- Ghuluwal Location in Punjab, India Ghuluwal Ghuluwal (India)
- Coordinates: 31°29′52″N 75°21′00″E﻿ / ﻿31.497734°N 75.349963°E
- Country: India
- State: Punjab
- District: Kapurthala

Government
- • Type: Panchayati raj (India)
- • Body: Gram panchayat

Population (2011)
- • Total: 122
- Sex ratio 71/51♂/♀

Languages
- • Official: Punjabi
- • Other spoken: Hindi
- Time zone: UTC+5:30 (IST)
- PIN: 144804
- Telephone code: 01822
- ISO 3166 code: IN-PB
- Vehicle registration: PB-09
- Website: kapurthala.gov.in

= Ghuluwal =

Ghuluwal is a village in Kapurthala district of Punjab State, India.

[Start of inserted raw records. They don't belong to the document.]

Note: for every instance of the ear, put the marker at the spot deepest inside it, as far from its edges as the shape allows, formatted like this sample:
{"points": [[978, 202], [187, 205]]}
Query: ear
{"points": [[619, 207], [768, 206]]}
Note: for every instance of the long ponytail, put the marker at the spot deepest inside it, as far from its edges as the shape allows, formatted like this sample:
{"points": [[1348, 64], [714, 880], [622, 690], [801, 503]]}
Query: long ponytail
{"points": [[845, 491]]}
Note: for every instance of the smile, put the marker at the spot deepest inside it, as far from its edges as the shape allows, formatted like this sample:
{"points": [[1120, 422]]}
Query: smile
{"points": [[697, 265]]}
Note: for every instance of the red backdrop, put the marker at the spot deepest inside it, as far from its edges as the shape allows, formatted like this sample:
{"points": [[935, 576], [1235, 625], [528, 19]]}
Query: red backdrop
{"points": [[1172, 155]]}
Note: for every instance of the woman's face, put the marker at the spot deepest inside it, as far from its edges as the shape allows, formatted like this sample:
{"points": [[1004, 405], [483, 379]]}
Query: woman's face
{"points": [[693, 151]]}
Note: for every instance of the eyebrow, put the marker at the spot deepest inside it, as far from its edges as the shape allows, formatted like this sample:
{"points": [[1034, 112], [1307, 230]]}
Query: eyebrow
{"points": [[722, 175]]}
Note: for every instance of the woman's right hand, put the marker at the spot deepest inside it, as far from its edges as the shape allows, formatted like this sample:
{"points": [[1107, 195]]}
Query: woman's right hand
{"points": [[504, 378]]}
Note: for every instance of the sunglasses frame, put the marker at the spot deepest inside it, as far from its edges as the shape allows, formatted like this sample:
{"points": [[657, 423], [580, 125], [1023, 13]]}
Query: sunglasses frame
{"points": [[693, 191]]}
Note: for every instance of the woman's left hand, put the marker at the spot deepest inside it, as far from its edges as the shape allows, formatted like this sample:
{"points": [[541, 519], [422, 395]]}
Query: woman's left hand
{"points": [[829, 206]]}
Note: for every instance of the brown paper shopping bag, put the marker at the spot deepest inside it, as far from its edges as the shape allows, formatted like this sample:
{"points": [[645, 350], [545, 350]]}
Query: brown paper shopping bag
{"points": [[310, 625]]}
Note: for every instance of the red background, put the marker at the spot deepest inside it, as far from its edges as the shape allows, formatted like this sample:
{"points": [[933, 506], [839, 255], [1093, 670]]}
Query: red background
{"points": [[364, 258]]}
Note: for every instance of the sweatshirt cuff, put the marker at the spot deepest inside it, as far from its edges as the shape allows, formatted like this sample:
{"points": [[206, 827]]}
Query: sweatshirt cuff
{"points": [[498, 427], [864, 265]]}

It is located 26 km from Kapurthala, which is both district and sub-district headquarters of Ghuluwal. The village is administrated by a Sarpanch, who is an elected representative.

== Demography ==
According to the report published by Census India in 2011, Ghuluwal has total number of 23 houses and population of 122 of which include 71 males and 51 females. Literacy rate of Ghuluwal is 83.04%, higher than state average of 75.84%. The population of children under the age of 6 years is 10 which is 8.20% of total population of Ghuluwal, and child sex ratio is approximately 667, lower than state average of 846.

== Population data ==

| Particulars | Total | Male | Female |
|---|---|---|---|
| Total No. of Houses | 23 | - | - |
| Population | 122 | 71 | 51 |
| Child (0-6) | 10 | 6 | 4 |
| Schedule Caste | 71 | 42 | 29 |
| Schedule Tribe | 0 | 0 | 0 |
| Literacy | 83.04 % | 86.15 % | 78.72 % |
| Total Workers | 40 | 40 | 0 |
| Main Worker | 40 | 0 | 0 |
| Marginal Worker | 0 | 0 | 0 |

==Air travel connectivity==
The closest airport to the village is Sri Guru Ram Dass Jee International Airport.